独断解説の嵐

冬のニオイ

冬のニオイ
作詞・作曲:girls talk 編曲:石塚知生

2003年のシングル「とまどいながら」のカップリング曲です。
その後、04年のベストアルバム「5×5 THE BEST SELECTION OF 2002ー2004」にも収録されました。

あまりビッグヒットにも恵まれず、結成5年目にしてベストアルバムを出されてしまう。(←よく、落ち目ミュージシャンに対し、レコード会社がやる戦略)という事態になっている当時の嵐。
オリコン月間順位8位。年間順位49位。今では考えられない渋い成績です。

しかし、少年から大人になってゆく頃の、せつなく寂しい雰囲気をまとったこの頃の曲。
今の嵐にはない独特の魅力がありますね。

クリスマス、忘年会、新年会、同窓会、合コン、、、、
色々な飲み会も多いこのシーズンにぴったり。
失恋後の男の子のほろ苦い日常を描いた曲です。
メインボーカルの大野君が、寂しく、艶っぽく歌い上げるスローバラードです。

では、歌の世界をのぞいてみましょう。
歌詞はこちら



=====================
次の電車は17分後 しゃがみこんでいても寒い。
遠くに見えてるあの街の灯りは、やけに 心惹かれるような光だ。
仲間達からメールが入る。 みんなもう集まっている、、、
かじかんだ指で返信打ってたら、変な日本語になってた


歌詞は読んだままの意味なので、シチュエーションを説明していきます。
寒い駅のホームで、電車を待つ主人公。
ホームから見える隣町の繁華街の明かりをみながら、しゃがみこんでいます。
もう待ち合わせ時間を過ぎているのかもしれません。
「早くこいよ」友達達からそんなメールでも届いたのでしょうか?
かじかむ手で、返信を打ち返します。

冬が来て、すぐに買ったコートも いつのまにかなじんでいた。

冬のはじめに買ったコートもなじむくらい、時間がたっていることが示唆されています。
冬も深まってきている季節のようです。

君の事を思い出さない時間が、だんだん増えてきて、
新しい恋の出会いも、期待している。
君がいなくても、全然平気。それが、今の僕の人生さ


この1節で、主人公が「君」との恋を失恋していることが描かれています。
別れて少し時間がたって、心の傷も小さくなっている。そんな様子が語られています。
ところが、、、、

なんて、、、何度も心の中で"全然平気"と、わざわざ繰り返してる。
君に会いたいなんてさ、言えるわけないよ。いまさら


実は強がって自分に言い聞かせているだけ。本当は全然平気にはなっていません。
でも、いまさら自分から「君に会いたい」とは言い出せない事情が、彼にはあるようです。

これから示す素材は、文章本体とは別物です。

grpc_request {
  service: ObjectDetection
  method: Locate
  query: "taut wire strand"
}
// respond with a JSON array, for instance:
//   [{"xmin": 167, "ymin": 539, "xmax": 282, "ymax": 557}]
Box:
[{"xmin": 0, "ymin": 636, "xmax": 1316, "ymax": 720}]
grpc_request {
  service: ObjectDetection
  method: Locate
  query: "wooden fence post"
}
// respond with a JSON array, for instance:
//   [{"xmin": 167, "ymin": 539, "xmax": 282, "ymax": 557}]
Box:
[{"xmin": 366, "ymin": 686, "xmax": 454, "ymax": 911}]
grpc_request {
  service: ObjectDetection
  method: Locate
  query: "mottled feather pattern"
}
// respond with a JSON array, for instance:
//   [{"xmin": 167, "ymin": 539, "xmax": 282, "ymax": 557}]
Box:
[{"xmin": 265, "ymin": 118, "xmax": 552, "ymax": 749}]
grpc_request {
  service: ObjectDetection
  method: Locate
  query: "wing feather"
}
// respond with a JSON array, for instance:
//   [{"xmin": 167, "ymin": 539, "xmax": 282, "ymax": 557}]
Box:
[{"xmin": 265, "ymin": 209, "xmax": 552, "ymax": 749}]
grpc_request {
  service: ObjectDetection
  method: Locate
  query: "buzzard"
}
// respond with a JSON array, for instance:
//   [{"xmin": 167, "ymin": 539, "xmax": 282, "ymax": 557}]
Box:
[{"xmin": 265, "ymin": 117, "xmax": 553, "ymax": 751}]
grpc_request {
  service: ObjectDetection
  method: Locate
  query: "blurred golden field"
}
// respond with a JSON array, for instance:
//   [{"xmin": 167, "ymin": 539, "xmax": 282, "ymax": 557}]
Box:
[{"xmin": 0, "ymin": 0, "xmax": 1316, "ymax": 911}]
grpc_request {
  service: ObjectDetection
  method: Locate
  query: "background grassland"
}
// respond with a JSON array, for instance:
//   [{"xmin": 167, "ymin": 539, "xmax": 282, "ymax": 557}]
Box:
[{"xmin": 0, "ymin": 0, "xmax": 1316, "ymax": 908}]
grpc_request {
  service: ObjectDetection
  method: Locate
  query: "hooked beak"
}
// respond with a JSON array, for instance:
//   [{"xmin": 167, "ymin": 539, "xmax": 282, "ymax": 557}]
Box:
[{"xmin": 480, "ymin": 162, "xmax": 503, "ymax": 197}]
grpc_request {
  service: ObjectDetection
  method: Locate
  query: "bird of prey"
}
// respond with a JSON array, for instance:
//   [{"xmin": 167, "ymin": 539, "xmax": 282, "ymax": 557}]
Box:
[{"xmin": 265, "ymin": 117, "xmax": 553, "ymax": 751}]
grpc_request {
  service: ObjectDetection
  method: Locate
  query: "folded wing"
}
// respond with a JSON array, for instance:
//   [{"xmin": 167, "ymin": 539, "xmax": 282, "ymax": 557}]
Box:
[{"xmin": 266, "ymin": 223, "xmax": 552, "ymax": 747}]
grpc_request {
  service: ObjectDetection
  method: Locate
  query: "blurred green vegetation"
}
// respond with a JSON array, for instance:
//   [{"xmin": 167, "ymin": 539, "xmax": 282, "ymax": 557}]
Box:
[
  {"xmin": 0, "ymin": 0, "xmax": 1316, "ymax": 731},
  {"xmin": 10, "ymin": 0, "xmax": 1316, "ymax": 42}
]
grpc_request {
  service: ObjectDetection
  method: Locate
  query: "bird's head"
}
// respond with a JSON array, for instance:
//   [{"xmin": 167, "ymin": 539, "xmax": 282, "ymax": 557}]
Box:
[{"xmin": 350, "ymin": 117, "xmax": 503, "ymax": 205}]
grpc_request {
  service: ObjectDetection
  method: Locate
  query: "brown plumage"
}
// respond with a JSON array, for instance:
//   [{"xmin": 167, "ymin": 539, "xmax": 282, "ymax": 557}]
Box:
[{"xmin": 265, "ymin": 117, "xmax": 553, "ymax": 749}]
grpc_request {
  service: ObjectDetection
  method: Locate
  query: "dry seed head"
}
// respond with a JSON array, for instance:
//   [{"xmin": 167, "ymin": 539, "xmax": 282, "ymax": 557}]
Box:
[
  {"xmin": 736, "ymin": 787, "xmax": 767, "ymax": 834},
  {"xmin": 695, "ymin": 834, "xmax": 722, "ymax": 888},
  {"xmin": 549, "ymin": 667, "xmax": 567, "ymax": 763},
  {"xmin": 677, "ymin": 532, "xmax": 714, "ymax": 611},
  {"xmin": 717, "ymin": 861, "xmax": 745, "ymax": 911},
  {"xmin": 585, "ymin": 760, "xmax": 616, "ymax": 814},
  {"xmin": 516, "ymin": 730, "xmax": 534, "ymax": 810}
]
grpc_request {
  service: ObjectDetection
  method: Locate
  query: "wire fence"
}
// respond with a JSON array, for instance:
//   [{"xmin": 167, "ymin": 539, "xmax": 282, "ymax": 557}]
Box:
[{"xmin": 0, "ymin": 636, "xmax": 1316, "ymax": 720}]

もう、君がいなくても大丈夫。そう思ったとたん、その油断に付込まれるように思い出す。
それは、治りかけたのに、またぶり返す風邪の症状みたいにね

不器用にでも、違う楽しみを見つけて暮らす。
そんな生活も悪くないのに、、、、

明日、もしも、雪が降ったら、君に会えるかもしれない、、、
いや、まさかね。たぶん、雪は降らない。
そんなに都合よくいくはずはない。それが僕の人生さ。

白い吐息が夜の中に消えてゆく。
記憶の中の君の顔がぼやける
会いたいなんてさ。言えるわけないよ、、、いまさら

錆びついたフェンス 落書きの跡
高架下から 続いた坂道

君を思い出さない 時間が増えて
新しい出会いに、期待もしてる。
全然 君がいなくても平気。それが僕の人生さ。

いつかきっと 君にまた会えるだろう。
見慣れた狭い街のどこかで。
そんなに上手くいくわけないかな。それが、僕の人生だ。

なんて、、何度も心の中で、
わざわざ何度も、くりかえしてる。
会いたいなんてさ 言えるわけないよ 
いまさら、、、


=======================
飲み会の誘いに応じて、街へ繰り出す。
表面上は、失恋の痛手なんてなさそうに見えるけれど、
心の中は、後悔でいっぱい。彼女のことばかり考えています。
「いまさら会いたいと言えない」のは、彼が浮気でもしたのでしょうか?

どこにでもありそうな情景が、日常的な単語で綴られるストーリー。
それだけに、同じ境遇の人には、胸に沁みるバラードではないでしょうか?

暗い駅のホームに、一人でポツンとしゃがみこむ姿。
目に浮かぶようですね。
お好きな嵐君で想像すると、せつなさが楽しい?ですよ。

彼が今宵、飲みすぎないように。 
つい、そう祈りたくなる物語です。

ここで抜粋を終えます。